Arınç compared the publication by daily Milliyet of the alleged record of the Feb. 23 meeting between the jailed leader of the Kurdistan Workers’ Party (PKK) and three Kurdish deputies of the Peace and Democracy Party (BDP) to the killings of three Kurdish women, including one of the co-founders of the PKK, in Paris on Jan. 9.

“All were incidents due to happen that we were expecting back when we [first] took this road. So we are not surprised. But we are not at a point where we can turn back, either,” he said. Arınç also objected the criticisms questioning the legitimacy of talks with Abdullah Öcalan, referring to the fact that part of the media labels the jailed PKK leader a “baby killer.” “Call him the killer of 30, 40,000 people if you wish, or call him another name. However, he is still a central, important actor for those masses who love him,” he said.

Arınç emphasized that weapons and jets were only efficient to a point. “[The process] has a number of opponents and can be hampered at all of its phases. We have to be patient,” he said.

Atalay: Risks taken

Likewise, fellow Deputy Minister Beşir Atalay also stressed the government’s determination to carry the process to its end during his visit to the AKP’s provincial administration in Kars yesterday. “We are taking every risk. We are very determined. Policies driven by fear and timidity were conducted until now. We have reviewed all [these policies]. We ask everyone [to show] sensibility,” Atalay said.
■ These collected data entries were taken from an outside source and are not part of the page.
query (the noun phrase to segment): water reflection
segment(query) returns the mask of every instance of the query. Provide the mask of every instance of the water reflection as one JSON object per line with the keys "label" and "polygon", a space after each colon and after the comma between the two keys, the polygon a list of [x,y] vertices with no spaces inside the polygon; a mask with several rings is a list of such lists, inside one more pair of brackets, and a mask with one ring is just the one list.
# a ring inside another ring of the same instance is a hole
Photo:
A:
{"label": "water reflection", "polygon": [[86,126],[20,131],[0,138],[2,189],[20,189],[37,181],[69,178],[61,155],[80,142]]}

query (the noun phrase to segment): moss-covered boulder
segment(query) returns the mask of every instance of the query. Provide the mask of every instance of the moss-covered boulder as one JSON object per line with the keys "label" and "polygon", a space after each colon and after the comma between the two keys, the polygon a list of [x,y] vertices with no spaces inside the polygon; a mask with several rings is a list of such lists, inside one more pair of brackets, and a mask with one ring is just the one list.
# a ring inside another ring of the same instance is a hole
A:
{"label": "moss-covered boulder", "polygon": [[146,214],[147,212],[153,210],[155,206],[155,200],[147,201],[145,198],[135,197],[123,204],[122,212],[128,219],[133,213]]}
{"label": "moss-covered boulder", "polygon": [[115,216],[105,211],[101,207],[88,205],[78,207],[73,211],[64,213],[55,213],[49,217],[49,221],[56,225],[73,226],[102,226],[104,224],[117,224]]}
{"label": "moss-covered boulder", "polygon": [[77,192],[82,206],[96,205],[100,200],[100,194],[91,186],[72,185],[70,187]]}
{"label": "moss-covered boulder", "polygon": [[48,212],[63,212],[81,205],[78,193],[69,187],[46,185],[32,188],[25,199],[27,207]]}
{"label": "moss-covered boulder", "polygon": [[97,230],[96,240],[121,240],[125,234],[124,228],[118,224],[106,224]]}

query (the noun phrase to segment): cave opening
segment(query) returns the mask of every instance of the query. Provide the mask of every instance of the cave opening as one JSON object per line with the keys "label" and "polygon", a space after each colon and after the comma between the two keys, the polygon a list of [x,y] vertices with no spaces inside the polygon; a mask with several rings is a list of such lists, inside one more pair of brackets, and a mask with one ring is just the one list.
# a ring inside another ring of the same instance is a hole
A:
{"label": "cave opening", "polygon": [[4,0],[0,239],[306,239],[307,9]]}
In a bid to contain possible damage from the leak, both the government and the BDP underlined how the leak itself is an attempt to undermine the ongoing resolution process

The recent leaks aim to sabotage the ongoing peace process, but will not be allowed to do so, Peace and Democracy Party (BDP) Deputy Pervin Buldan said on March 2. “We know very well that the recent leak aimed to sabotage the process. ... Whatever happens, even if they put up obstacles in front of us, even if they try to sabotage it, we are in the peace process, she said. The PKK leadership signaled its readiness to take part in this process by releasing captive state officials in 10 days, according to the BDP co-chair Gültan Kışanak.